Na Independend Games Festival Zeno Clash otrzymało nominację za najlepszą oprawę graficzną. Czy słusznie? Przyznam, że nieco się zawiodłem – lokacje momentami bywają zbyt schematyczne lub puste, a postacie brzydkie (chociaż z moich obserwacji wynika, że Zenozoik nie ma ładnych mieszkańców). Za to niektóre modele potworów i przeciwników wykonano z wyobraźnią, starannością i polotem. Obiektyom, które napotkamy, posiadają odpowiednią, naturalną kolorystykę, dopracowane tekstury oraz gładkie krawędzie.
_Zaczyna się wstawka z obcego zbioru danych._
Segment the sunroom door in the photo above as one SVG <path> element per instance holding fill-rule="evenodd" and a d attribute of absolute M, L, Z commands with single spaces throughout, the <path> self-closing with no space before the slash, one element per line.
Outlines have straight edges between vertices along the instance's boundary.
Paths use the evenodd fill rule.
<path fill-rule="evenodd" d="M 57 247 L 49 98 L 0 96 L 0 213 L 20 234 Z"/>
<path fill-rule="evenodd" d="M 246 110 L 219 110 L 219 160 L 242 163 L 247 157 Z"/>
Dodatkowo, w przeciwieństwie do wyglądu otwartych przestrzeni, zamknięte lokacje prezentują się dobrze (szczególnie miasta). Ogólnie grafika trzyma niezły poziom, choć w wielu miejscach przydałoby się jej dodatkowe dopieszczenie.


Chilijczyk potrafi!


Nie mogę jednoznacznie stwierdzić, czy warto zagrać w Zeno Clash. Z pewnością nie będzie to czas stracony, ale nie należy mieć wysokich oczekiwań. Chilijskie studio Ace Team stworzyło solidną, pełną akcji bijatykę, jednak twórcom w niektórych miejscach zabrakło lepszego warsztatu. Gra potrafi trzymać w napięciu, jednak ustępuje takim produkcjom jak Kroniki Riddicka, w których nacisk na walkę wręcz również jest spory.Zeno Cash swoje braki nadrabia niezwykle oryginalnym światem i klimatem, okraszając to niezgorszą fabułą i pomysłami. Wrażenie może zepsuć oldskulowość produkcji – maksymalna liniowość, w połączeniu z niewielkimi lokacjami, wypełnionymi powtarzającymi się przeciwnikami. Jednak dwuwątkowość opowiadanej historii oraz liczne tajemnice i sekrety, czekające na rozwiązanie, przykuwają do ekranu nawet tych, którym przejadły się ciągłe walki. Warto poświęcić trochę uwagi temu jakże oryginalnemu tworowi i docenić, że wybija się on z utartych wzorców oraz mainstreamowych standardów w grach komputerowych.